This sunken kingdom was located between the islands of Ramsey and Bardsey in Cardigan Bay, west of Wales.
A map found in the Bodleian Library shows two “lost” islands in Cardigan Bay, possibly symbolizing the legendary sunken kingdom from Welsh mythology, Cantre’r Gwaelod.
Cantre’r Gwaelod is a land that legend says was west of modern day Wales. The legend of Cantre’r Gwaelod has different variants, but the earliest mention appears in the 13th century in the Black Book of Carmarthen, where the land is called Maes Gwiddno. According to one version, the land was inundated by a flood caused by the overflowing of a well by Mererid, its keeper.
A more widely known version, dating from the 17th century, describes Cantre’r Gwaelod as a low-lying land protected by a dyke and sluice gate from the sea.
One night Seitenin, one of the two princes responsible for protecting the sea, got drunk and as a result the sea overcame the defenses and flooded the kingdom.

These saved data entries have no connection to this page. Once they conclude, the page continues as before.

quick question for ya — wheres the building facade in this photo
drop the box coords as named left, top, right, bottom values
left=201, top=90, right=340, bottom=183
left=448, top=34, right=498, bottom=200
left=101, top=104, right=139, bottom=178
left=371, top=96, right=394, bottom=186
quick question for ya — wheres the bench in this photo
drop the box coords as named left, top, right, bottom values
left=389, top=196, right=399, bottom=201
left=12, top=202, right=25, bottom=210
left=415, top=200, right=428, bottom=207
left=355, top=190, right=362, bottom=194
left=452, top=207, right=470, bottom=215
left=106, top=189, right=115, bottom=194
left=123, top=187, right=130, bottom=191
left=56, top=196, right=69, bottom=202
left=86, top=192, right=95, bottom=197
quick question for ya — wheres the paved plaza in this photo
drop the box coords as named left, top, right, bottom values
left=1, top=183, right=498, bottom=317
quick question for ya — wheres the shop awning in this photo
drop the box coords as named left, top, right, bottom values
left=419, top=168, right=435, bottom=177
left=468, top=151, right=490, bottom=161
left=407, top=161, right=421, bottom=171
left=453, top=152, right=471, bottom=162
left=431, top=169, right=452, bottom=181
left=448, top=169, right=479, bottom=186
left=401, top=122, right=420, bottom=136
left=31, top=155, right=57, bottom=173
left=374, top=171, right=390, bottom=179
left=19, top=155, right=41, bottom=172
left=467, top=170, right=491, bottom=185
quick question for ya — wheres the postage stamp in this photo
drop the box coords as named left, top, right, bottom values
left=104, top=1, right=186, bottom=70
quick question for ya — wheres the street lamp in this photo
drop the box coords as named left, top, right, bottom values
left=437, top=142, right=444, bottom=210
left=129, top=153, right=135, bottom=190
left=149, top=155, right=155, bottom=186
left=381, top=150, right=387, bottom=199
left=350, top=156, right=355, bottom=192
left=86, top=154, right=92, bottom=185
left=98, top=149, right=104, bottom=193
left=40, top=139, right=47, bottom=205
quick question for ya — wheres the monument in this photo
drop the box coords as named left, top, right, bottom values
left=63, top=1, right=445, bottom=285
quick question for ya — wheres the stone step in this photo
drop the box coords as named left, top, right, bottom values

Professor Simon Haslett, Professor Emeritus of Physical Geography at Swansea University, went in search of the lost islands in Cardigan Bay when he was a visiting research fellow at Jesus College, Oxford. During his research he discovered two previously unknown islands on the 13th-14th century Gough map, which is one of the oldest maps of Britain.
One of the islands on the map is located between Aberystwyth and Aberdyfi, while the other is further north, near Barmouth.
In his study, published in the journal Atlantic Geoscience, Professor Haslett drew on previous studies of the bay and analyzed data on the movement and retreat of glaciers and sediments during the last ice age.
He believes the map goes some way to confirm contemporary accounts of the lost land mentioned in the Black Book of Carmarthen, as well as the records of the Roman cartographer Ptolemy, which indicate that the coastline was much further west than it is today.